Another engineer’s experience was telling: “I’ve experimented with it for coding and it becomes a nightmare to debug if you have a critical issue because when the AI generates the code for you, you don’t have the mental map of the interactions between your code blocks… I ended up abandoning using it for code because of this.”

This matches broader philosophical warnings, like those from philosopher Anastasia Berg in Business Insider, who argues that overreliance on AI for tasks like drafting or analysis erodes the essential human judgment and creativity required to truly excel. This deskilling effect is insidious precisely because it feels productive at the time.

The Disappearing Entry-Level Ladder

This dynamic has a profound, generational implication: if AI automates the mundane, entry-level tasks, the debugging, the boilerplate, the simple feature work, what becomes of the junior developer’s 10,000 hours?

They are the ones robbed of the “boring stuff” that builds the foundational feel for code, architecture, and problem-solving. The industry isn’t just automating tasks, it’s automating career progression. The question being asked openly in discussions is stark: if there’s no entry-level work, how do we get mid-level employees? Will mid-level become the new entry-level?

The optimistic rebuttal suggests that with AI tutoring, juniors could enter with more domain knowledge. The onus, however, then falls entirely on the individual to self-educate on fundamentals the job used to teach them, creating an even steeper hill to climb.

The Counter-Productivity Paradox

The most fascinating pushback comes from outside the AI marketing bubble. An MIT study referenced in conversation found that 95% of generative AI pilots at companies fail to deliver positive results, often because overseeing and correcting the AI’s “hallucinations” ends up costing more time than it saves.

OpenAI’s own research notes that more data and compute won’t solve the hallucination problem. The inherent probabilistic nature of these models means error is a constant. If critical thinking and deep domain expertise are sacrificed for speed, who will spot those errors?

Striking a Balance You Can Actually Use

This isn’t a call to Luddism. The productivity gains are real, and the ability to prototype dashboards or test ideas that were previously out of scope is genuinely transformative. The challenge is to capture the upside without burning our own skillset.

Here’s how you might actually walk that line:
* Make it Audit Every Output: Never accept AI-generated code as gospel. Treat it like a rookie programmer’s first draft. Make it explain its logic. Make it walk you through the data flow. Your job is now Chief Audit Officer, not Copy-Paste Manager.
* Defend Your “Practice” Time: Just as a surgeon practices on cadavers, carve out time for manual, AI-free development. Keep your core muscles, the syntax, the algorithm design, the manual debugging, from atrophying. The “AI-free day” isn’t a productivity loss, it’s skill insurance.
* Reverse-Engineer the Magic: Use the AI as an expert tutor. Have it write a function, then challenge yourself to understand it fully, trace its edge cases, and explain it to a (real) colleague. The goal isn’t just working code, it’s transferred understanding.
* Be Intentional with Mentorship: If junior engineers aren’t coming to you because of AI, you go to them.

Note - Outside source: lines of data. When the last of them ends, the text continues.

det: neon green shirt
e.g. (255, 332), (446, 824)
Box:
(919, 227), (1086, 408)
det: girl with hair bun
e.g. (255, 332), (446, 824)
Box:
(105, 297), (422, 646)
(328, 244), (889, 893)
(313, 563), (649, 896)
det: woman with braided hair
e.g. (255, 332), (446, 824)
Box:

Proactively review their AI-assisted code, not just for correctness, but for the thinking that led them there. Mentor the prompt, the revision, and the final validation.

The Anthropic report offers us a glimpse of our bizarre professional future: we’re becoming 50% more productive at the cost of becoming 100% more dependent. The bill for that dependency isn’t paid in dollars, but in the gradual, imperceptible erosion of the very skills that got us here.

The question for your team isn’t “Can we ship faster?” We know the answer is yes. The real question is: What kind of engineers do we want to be on the other side of this speed?